だが覚醒の時まで彼女を補佐するパートナーが、アルマには必要の様だ。
何が起こるかを楽しみにしつつ、私は“妹達”の共通武装を取り出した。
先日作ったβバージョンを若干調整し、正式にバージョン2とした物だ。
「ではアルマや、代わりにこれを使うといい。鞘に仕掛けを加えたぞ」
「え、えっと……鞘に?追加は、電磁加熱機構だけじゃないんです?」
「そうだ、そこのギミックを起動させてみるが良い。刃が飛び出すぞ」
「は、はい……きゃっ!これ、鞘もダガーとして使えるんですね……」
「わたしの追加ギミックは、前のトーナメントで使った弾薬ですの?」
「ボクの“ヘル”は中継リング類の追加だね、使いやすくなったもん」
弟二世代型補助アーマー“シルフィード”に仕込んだ豊胸用胸パッド、
正確にはパッド型補助バッテリーだが……によって、艶っぽさの増した
三姉妹が、自分達の“魔剣”及び追加武装の談義に花を咲かせ始める。
武器がネタとは言え、何ともその談笑は可愛らしく……私は見惚れる。
……そしてこれらを見て、私の中では色々とアイデアが纏まっていく!
「よし、その可憐な姿に見合った装備を考える。
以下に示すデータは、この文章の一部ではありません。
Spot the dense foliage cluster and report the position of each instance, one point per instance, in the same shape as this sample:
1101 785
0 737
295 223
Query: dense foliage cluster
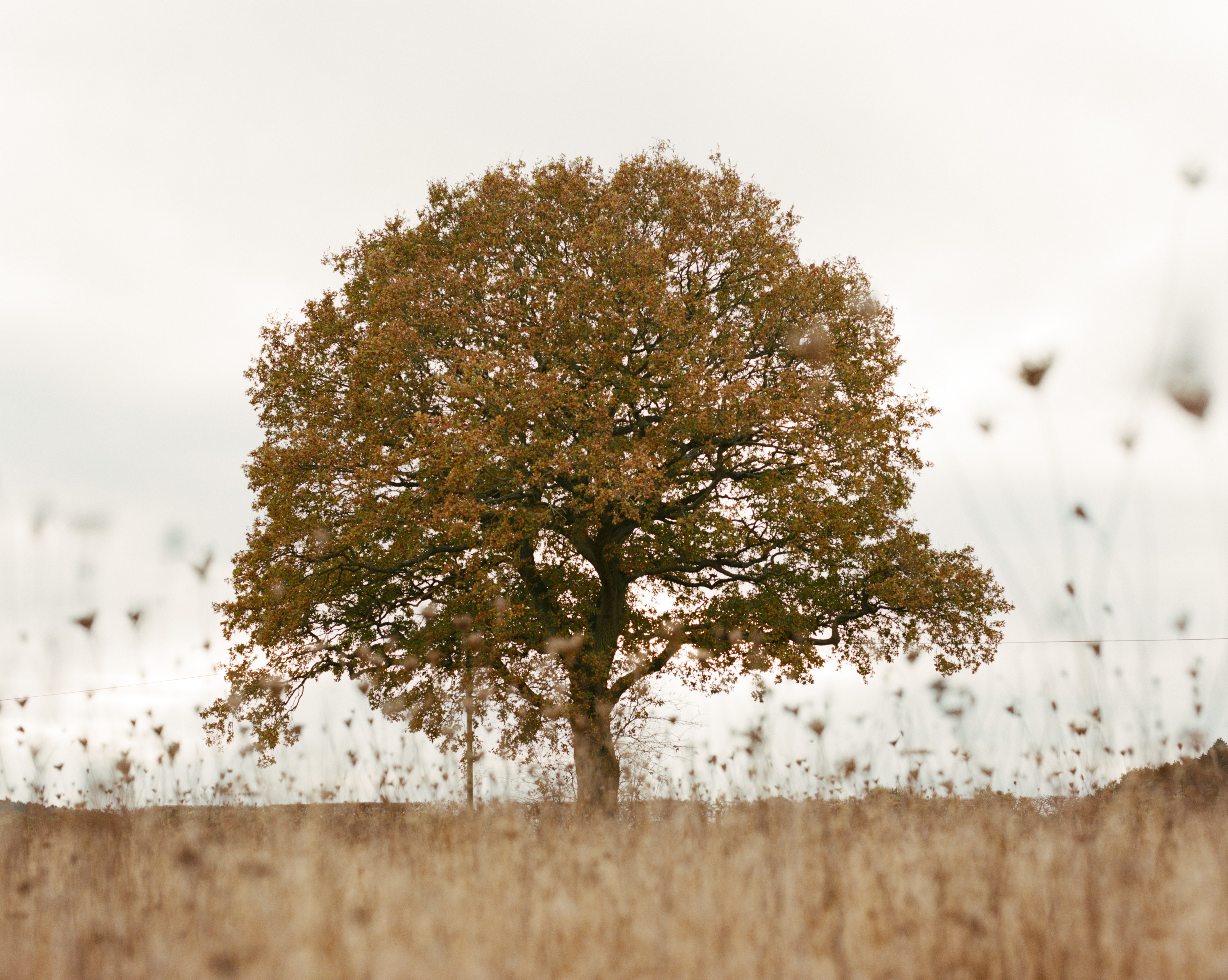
573 429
気長に待っていろッ!」
「きゃっ……ま、マイスター鼻息が荒いですよ!落ち着いてくださいっ」
「だってなぁ、お前達がこんなにも可愛いのに……落ち着けるかッ!?」
「……マイスター、顔真っ赤だもん。もう……しょうがない人なんだよ」
「でも、そういう真っ直ぐなマイスターも可愛くて大好きですの~っ♪」
「かっ、可愛い言うな!お前達の方がずっとず~っと、可愛いんだぞ!」
──────それに私の全ては、貴女達のためにあるんだからね。